Nella giornata del 24 Novembre, infatti, due attiviste di Ribellione Animale si sono incatenate alle transenne che circondano Piazza Montecitorio, dove si trova la sede del Parlamento Italiano, con uno striscione su cui scritto “Stop sussidi agli allevamenti”. Durante la protesta un’altra attivista si è lanciata addosso della pittura rossa, per rappresentare la violenza subita da questi animali.

Ribellione Animale

«L’intento dell’azione», spiegano le attiviste, «è proprio quella di mettere in luce il rapporto che esiste tra la violenza di genere e quella sugli animali. All’interno degli allevamenti le femmine delle altre specie vengono sfruttate non solo per la loro carne, ma anche e soprattutto per il loro apparato riproduttivo (tramite ingravidazione artificiale) e per le loro caratteristiche biologiche (produzione di latte e uova)».

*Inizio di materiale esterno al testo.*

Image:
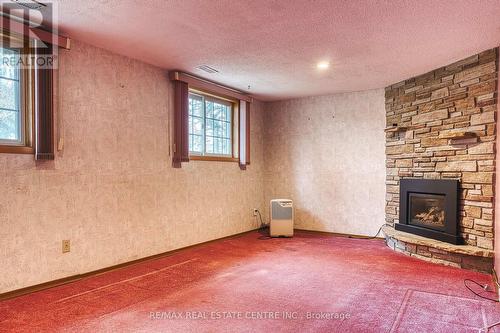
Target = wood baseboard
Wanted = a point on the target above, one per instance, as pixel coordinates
(73, 278)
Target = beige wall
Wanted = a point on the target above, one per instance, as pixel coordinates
(327, 154)
(112, 190)
(497, 188)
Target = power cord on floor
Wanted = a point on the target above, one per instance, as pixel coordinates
(487, 328)
(484, 287)
(369, 237)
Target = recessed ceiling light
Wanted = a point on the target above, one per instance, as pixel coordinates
(323, 65)
(207, 69)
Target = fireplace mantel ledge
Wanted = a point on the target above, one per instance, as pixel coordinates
(418, 240)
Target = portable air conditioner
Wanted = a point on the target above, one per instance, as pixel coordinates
(281, 218)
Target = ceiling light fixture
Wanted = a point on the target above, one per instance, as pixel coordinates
(207, 69)
(322, 65)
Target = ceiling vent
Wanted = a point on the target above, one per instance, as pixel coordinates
(30, 4)
(207, 69)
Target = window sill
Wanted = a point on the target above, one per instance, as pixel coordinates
(212, 158)
(16, 150)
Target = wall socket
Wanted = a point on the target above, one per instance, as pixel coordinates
(66, 246)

Proprio in vista del 25 novembre, la giornata internazionale contro la violenza sulle donne, le attiviste ritengono necessario portare all’attenzione che quanto subiscono i corpi femminili delle altre specie non è diverso o meno importante rispetto a ciò che succede alle donne umane nella nostra società. «Il femminismo dev’essere una pratica intersezionale e non antropocentrica, deve contrastare tutte le ingiustizie e le violenze sui corpi femminili indipendentemente dalla specie di appartenenza» racconta Marisofia, attivista di Ribellione Animale. «Se non smetteremo di uccidere gli animali nonumani, i femminicidi   non   smetteranno   di   esistere   proprio   perché   la  violenza   è   sempre   la   stessa».

Ribellione Animale e la campagna “Futuro Vegetale”

La protesta si inserisce nel contesto della campagna nazionale Futuro Vegetale, iniziata il 31 marzo con delle azioni coordinate all’interno di alcune catene della Grande Distribuzione Organizzata. La loro azione di disobbedienza civile riprende quella di altri movimenti per la giustizia climatica, come Ultima Generazione. Le attiviste chiedono al Governo italiano una transizione del sistema alimentare attuale verso uno a base vegetale, alla luce del significativo impatto climatico ed ecologico che ha l’industria zootecnica in Italia e nel mondo.

Ribellione Animale

«La filiera zootecnica italiana è impattante a tal punto che la Pianura Padana si classifica come la zona più inquinata di tutta Europa. L’inefficienza di questo modello alimentare privilegia il profitto di poche industrie a discapito non solo della vita degli animali, ma anche degli esseri umani», spiega infatti Ribellione Animale.

Le richieste portate avanti dal movimento sono chiare: «Tra le misure che chiediamo al Governo Italiano vi è la rimozione dell’IVA al 22% sui prodotti di prima necessità a base vegetale, penalizzando quelli che hanno un alto impatto ambientale», raccontano ancora le attiviste. «Inoltre chiediamo la sospensione dell’apertura e dell’ampliamento di nuovi mattatoi e allevamenti, in modo tale da redistribuire i sussidi destinati all’industria zootecnica alla transizione agroecologica delle aziende italiane».

Per Ribellione Animale è, dunque, necessario agire urgentemente, e le etichette come “sostenibile”, “bio” o “green” che spesso vengono adottate servono solo a nascondere il problema. «Chiamare “sostenibile” l’industria dell’allevamento è un paradosso se si vuole veramente attuare una politica di sicurezza alimentare e climatica in Italia e nel mondo, visto che annualmente circa 800 milioni di persone soffrono la fame».